On March 22, Khamenei himself spoke to the nation on live television and claimed that the U.S. created the coronavirus, citing two of his “experts” whose research shows that Israeli and American spies were using “demons” to spread the virus in Iran.
A decade or two ago, Khamenei might have ridden this disaster out comfortably, but recent riots in Iran suggest an awakening of the populace who see through the illusion of democracy in Iran. And the opposition is growing in number and influence. On March 29, a group of 100 Iranian academics published a letter blaming Khamenei for the COVID-19 deaths in their country. The letter was released on a website that the Middle East Media Research Institute cites as being associated with Mir Hossein Mousavi, the 2009 Green Revolution leader still living a precarious existence under house arrest.
Their letter begins: “Mr. Khamenei, you are the No. 1 culprit in the COVID-19 pandemic becoming a national disaster!” This opening salutation “Mr. Khamenei” (instead of “Dear Supreme Leader” or even “Dear Ayatollah Khamenei”) is a bold affront. The letter goes on to accuse Khamenei of “obfuscation” and mocks his “conspiracy-based worldview.” It ends by bitterly noting the ironic “disgrace [of] a public afflicted with poverty and starvation in a country awash with petroleum.” These are fighting words.
There comes a time in every successful revolution when the military stops following orders from its illegitimate leaders and sides with the people. Even though Khamenei commands a police state skilled at terrorizing, the growing COVID-19 death toll in Iran could provide the tipping point for the military to stop following orders.
So what are the odds of a coronavirus coup in Iran? I’d give it 50-50, especially if senior members of the regime die from the disease.
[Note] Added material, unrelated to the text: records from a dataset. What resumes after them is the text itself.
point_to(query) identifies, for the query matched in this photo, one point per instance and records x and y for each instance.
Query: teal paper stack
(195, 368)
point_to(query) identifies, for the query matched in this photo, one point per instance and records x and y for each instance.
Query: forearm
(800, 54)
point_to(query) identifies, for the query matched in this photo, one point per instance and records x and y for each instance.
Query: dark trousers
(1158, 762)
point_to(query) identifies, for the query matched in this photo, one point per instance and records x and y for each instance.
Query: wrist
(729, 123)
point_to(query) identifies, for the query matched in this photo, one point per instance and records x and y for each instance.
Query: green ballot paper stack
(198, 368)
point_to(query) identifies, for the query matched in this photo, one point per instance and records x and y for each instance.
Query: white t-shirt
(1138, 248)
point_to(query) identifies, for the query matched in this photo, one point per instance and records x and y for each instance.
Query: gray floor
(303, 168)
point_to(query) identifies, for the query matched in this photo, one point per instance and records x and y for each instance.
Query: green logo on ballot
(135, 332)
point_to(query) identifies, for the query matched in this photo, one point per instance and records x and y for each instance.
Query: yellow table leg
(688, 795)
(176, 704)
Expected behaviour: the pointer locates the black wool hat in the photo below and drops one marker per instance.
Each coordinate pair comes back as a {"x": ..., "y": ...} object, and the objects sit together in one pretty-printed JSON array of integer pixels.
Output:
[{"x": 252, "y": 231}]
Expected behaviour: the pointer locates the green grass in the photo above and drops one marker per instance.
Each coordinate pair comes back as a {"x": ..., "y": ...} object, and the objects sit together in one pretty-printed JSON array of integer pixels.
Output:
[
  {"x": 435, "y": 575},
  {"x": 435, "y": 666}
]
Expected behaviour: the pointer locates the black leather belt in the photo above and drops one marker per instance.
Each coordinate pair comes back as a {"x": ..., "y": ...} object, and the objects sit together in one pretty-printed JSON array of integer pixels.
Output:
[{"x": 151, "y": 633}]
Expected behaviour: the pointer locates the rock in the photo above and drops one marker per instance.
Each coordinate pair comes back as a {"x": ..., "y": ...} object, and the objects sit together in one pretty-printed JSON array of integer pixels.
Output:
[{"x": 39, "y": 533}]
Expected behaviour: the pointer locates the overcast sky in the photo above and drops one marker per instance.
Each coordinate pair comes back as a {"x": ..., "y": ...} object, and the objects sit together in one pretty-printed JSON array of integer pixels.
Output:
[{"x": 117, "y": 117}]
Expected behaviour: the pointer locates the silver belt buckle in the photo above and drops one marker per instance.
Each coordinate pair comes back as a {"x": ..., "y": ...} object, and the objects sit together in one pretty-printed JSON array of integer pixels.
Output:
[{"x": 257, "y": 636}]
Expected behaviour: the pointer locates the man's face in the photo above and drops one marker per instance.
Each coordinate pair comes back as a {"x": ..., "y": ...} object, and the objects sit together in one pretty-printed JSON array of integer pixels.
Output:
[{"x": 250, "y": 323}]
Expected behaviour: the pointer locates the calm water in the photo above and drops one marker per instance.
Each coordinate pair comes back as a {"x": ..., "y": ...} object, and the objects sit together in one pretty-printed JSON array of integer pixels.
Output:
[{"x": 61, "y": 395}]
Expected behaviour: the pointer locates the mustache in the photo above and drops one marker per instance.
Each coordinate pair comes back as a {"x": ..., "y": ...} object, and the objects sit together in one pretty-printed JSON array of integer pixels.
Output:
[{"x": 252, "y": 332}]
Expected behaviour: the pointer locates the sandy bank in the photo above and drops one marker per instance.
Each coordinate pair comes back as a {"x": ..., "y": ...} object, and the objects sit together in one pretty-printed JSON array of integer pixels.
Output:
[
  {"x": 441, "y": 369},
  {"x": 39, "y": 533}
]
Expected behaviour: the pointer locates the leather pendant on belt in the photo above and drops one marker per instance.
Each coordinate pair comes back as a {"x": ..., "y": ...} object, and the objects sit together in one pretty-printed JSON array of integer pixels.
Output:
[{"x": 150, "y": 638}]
That judgment, admittedly, is colored by my hope for regime change in Iran. I was discussing the matter last week with Daniel Pipes, who has followed Iran more closely and longer than I, when he threw cold water on my optimism: “I’ll bet any amount you want, even odds, that the regime is there a year from now, even two.” I didn’t take the bet.
A.J. Caschetta is a Ginsburg-Ingerman fellow at the Middle East Forum and a principal lecturer at the Rochester Institute of Technology.